Winter days are very short and dusk can fall surprisingly quickly, so do not forget about a torch.
Keep safe, always be aware of what is going on around you, and carry a whistle for emergency. It is very tempting to get immersed in photography and get lost in time and place.
Protect Your Equipment From Wet And Cold
It is crucial to keep your equipment protected from the cold, wet and snow.
First of all, a high quality backpack that offers some level of protection against the elements is a must. I use the F-Stop modular range, which also allows me to carry more than just my photography gear, but also everything I need for hiking. Make sure that you buy a waterproof cover if your bag does not come with one. I always keep a set of waterproof Sea To Summit dry bags handy just in case the weather gets too wet. They are lightweight and they come in different sizes, so you can use them for your phone, camera, lenses and anything else that needs to be protected from the wet.
I carry a supply of Calotherm microfibre lens cloths and a large microfibre travel towel. They are quick dry and handy when you need to keep your equipment and yourself dry. Soft chamois leather cloth is also a good idea.

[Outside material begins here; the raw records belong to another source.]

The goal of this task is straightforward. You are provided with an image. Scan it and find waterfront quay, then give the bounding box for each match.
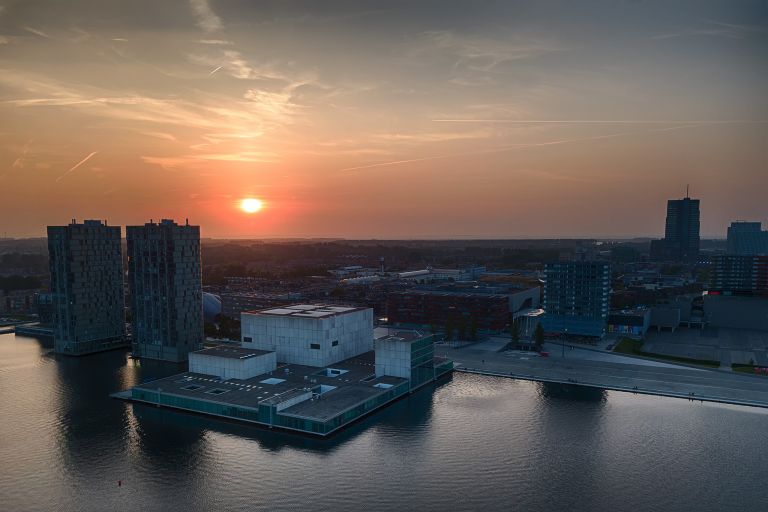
[112,349,453,437]
[436,347,768,408]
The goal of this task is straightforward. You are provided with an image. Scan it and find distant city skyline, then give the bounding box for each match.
[0,0,768,239]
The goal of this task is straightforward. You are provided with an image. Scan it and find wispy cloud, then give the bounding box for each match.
[24,27,51,39]
[189,0,222,32]
[340,124,716,171]
[197,39,235,46]
[432,119,768,126]
[651,21,764,40]
[56,151,98,183]
[11,139,32,169]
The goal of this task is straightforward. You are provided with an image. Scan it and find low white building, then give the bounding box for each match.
[240,304,373,367]
[189,346,277,380]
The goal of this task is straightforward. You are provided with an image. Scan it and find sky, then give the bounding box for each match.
[0,0,768,239]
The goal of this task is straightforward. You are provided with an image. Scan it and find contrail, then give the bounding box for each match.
[340,124,699,171]
[341,131,637,171]
[56,151,98,183]
[432,119,768,125]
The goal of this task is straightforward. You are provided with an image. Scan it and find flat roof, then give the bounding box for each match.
[375,331,432,343]
[192,346,270,359]
[244,304,369,318]
[135,351,407,422]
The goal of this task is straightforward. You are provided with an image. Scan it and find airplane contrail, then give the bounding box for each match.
[432,119,768,125]
[340,123,699,171]
[56,151,98,183]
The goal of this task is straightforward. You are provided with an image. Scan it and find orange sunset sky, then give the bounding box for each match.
[0,0,768,238]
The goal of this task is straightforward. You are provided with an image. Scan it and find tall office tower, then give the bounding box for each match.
[543,261,611,337]
[125,219,203,362]
[651,196,701,262]
[728,221,768,256]
[48,220,127,356]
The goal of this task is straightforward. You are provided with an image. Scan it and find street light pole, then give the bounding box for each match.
[562,327,568,359]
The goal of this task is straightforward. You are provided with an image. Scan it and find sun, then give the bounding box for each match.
[240,197,264,213]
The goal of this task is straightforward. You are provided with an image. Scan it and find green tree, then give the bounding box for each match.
[533,322,544,351]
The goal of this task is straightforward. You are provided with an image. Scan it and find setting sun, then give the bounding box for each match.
[240,198,263,213]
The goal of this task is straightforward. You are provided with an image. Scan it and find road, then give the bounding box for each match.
[435,346,768,407]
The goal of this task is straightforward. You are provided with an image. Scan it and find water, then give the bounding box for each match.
[0,334,768,512]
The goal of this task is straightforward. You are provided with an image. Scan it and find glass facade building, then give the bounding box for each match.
[542,261,611,337]
[126,219,203,362]
[48,220,127,356]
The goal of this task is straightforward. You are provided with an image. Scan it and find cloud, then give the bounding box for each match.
[56,151,98,183]
[189,0,222,32]
[11,139,32,169]
[340,124,716,171]
[408,30,565,86]
[651,21,763,40]
[24,27,51,39]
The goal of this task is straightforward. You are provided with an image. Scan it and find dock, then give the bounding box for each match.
[444,348,768,408]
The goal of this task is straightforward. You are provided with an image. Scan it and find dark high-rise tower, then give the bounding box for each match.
[651,191,701,262]
[126,219,203,362]
[48,220,127,356]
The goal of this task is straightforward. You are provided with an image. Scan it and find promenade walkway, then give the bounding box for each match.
[435,347,768,408]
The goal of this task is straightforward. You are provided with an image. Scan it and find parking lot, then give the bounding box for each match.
[643,327,768,368]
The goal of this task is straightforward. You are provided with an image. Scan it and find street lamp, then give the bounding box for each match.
[562,327,568,358]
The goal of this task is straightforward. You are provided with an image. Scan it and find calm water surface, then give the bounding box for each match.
[0,334,768,512]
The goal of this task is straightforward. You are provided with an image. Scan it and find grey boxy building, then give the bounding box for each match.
[48,219,127,356]
[126,219,203,362]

Keep your camera cold. Do not keep it under your coat. Your body heat and the moisture from sweat can be potentially harmful, causing unwanted condensation inside your equipment. Plus the lens will fog up, and you might miss the one shot you have been hoping for. When you finish taking photographs, put the camera back into your bag.
Before you go indoors, put the camera into an airtight plastic bag, such as a self-sealing freezer bag, or waterproof dry bag. Leave it inside until it reaches the room temperature to prevent the condensation.

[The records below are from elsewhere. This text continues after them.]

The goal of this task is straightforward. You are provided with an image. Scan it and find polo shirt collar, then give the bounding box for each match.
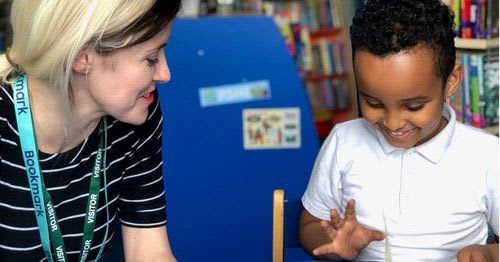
[415,104,457,163]
[373,103,456,163]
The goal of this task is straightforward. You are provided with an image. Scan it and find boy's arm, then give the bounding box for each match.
[457,244,498,262]
[299,209,341,259]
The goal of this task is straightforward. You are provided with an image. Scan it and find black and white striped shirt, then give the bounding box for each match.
[0,86,166,261]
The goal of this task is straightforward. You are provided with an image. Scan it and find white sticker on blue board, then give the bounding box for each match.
[242,107,301,150]
[199,80,271,107]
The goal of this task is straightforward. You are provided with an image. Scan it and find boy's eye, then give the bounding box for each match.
[365,99,384,108]
[146,57,160,66]
[405,103,425,111]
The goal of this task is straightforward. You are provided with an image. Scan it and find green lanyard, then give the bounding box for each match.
[13,75,107,262]
[42,129,104,261]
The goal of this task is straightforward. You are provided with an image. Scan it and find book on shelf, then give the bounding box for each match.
[443,0,498,39]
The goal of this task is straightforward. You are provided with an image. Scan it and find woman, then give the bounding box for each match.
[0,0,180,261]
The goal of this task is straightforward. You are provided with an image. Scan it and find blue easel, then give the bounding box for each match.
[159,17,319,262]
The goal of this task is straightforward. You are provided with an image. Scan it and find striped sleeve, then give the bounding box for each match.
[118,95,166,227]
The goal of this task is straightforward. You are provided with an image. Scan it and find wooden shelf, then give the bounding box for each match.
[309,27,342,38]
[302,73,348,81]
[455,37,498,50]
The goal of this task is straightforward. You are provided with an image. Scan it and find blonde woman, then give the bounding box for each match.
[0,0,180,261]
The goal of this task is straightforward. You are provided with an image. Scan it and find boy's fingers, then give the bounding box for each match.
[313,244,333,256]
[330,208,343,229]
[345,199,356,219]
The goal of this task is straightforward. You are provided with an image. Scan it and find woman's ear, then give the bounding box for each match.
[72,49,93,75]
[444,63,464,99]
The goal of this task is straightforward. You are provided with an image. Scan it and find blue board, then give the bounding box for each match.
[159,17,319,262]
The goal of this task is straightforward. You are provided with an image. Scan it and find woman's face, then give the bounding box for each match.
[87,23,172,125]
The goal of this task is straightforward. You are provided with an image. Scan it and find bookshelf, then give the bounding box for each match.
[443,0,499,136]
[263,0,357,139]
[455,37,498,50]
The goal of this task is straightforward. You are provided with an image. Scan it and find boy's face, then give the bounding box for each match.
[354,47,455,148]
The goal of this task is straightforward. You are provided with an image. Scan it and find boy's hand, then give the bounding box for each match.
[313,199,385,260]
[457,245,498,262]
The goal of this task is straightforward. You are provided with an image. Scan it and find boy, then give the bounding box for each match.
[299,0,499,261]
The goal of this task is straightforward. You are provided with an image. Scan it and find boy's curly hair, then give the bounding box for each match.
[350,0,455,86]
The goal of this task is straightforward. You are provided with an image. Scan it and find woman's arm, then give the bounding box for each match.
[122,225,177,262]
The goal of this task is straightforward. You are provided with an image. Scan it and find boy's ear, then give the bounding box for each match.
[72,49,94,75]
[444,63,464,98]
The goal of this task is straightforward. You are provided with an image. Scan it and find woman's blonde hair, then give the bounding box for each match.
[0,0,180,106]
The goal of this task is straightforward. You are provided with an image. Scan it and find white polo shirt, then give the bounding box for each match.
[302,105,499,261]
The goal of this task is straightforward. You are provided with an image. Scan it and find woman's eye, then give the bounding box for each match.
[146,57,160,66]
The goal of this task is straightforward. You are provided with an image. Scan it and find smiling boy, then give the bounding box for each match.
[299,0,499,261]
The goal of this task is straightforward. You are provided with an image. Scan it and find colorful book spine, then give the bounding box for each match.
[450,0,461,37]
[460,0,472,38]
[469,54,481,127]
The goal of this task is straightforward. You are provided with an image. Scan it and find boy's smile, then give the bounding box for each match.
[354,46,457,148]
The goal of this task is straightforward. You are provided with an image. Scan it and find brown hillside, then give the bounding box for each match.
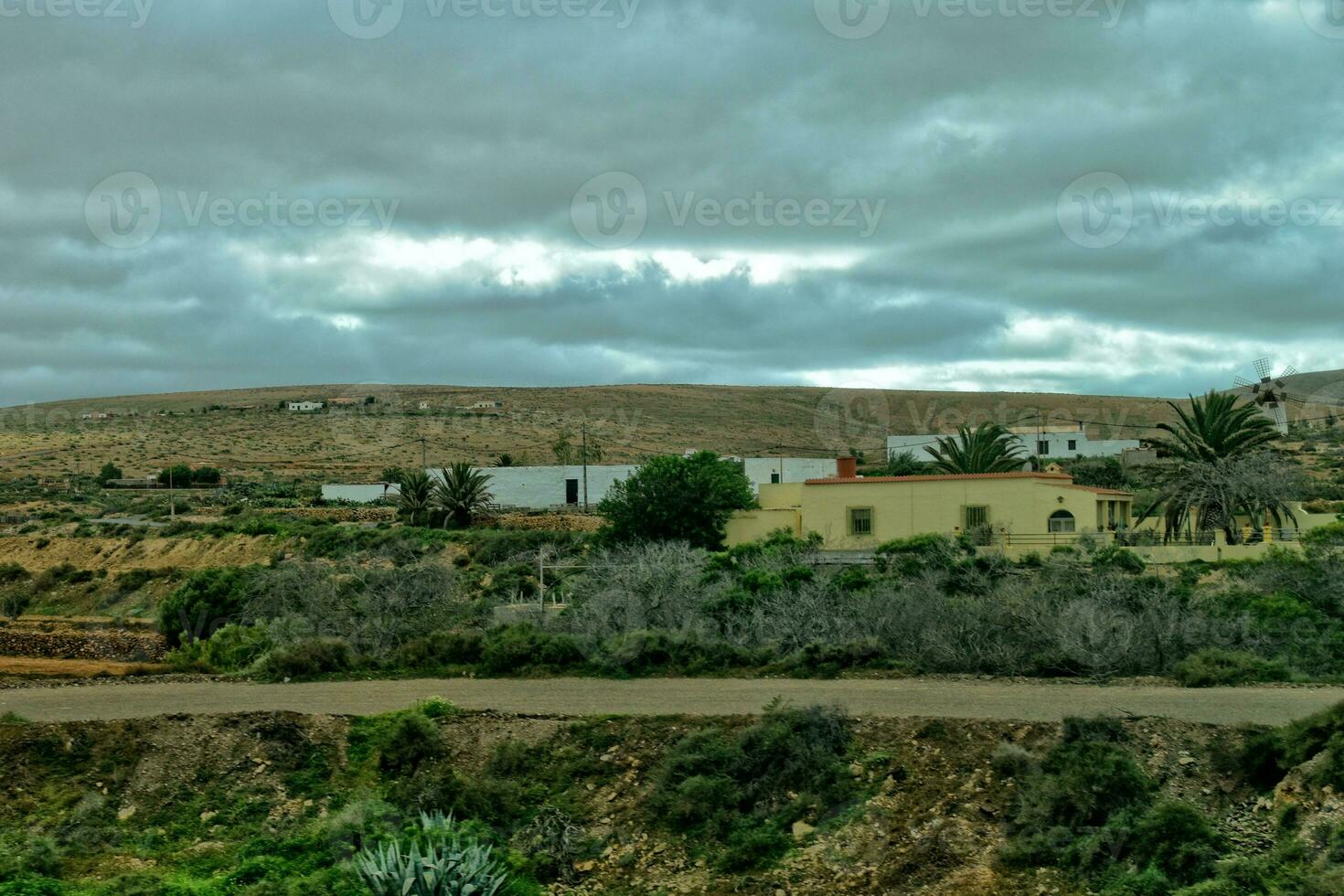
[0,386,1169,480]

Have plenty of spare batteries and keep them warm. The cold causes batteries to drain much faster than normal inside the camera, and even when not in use, they will still lose their charge. I keep the spare batteries in the inside pocket of my jacket. A hand warmer placed with the batteries will keep them warm and toasty for longer.
Make sure your mobile phone is fully charged. Keep it warm, close to your body the same way you keep the spare batteries. It is useful to carry a portable phone charger for emergency.
It is imperative to keep your equipment protected from the wet when taking photographs. I use just an ordinary shower cap when the wet snow or rain gets too heavy. I keep the lens hood attached to protect the front element of the lens as best as possible.
Do Not Wait For The Perfect Conditions
I believe there is no such thing as perfect weather conditions. Do not let the gloomy skies get in the way, and get out there no matter the weather. It can be a very long wait for a clear day, especially in UK. I personally find grey days, rain and fog equally inspiring. The secret is to look beyond the obvious, experiment, forget about the rules, change your point of view, and choose the subject matter based on the available light conditions.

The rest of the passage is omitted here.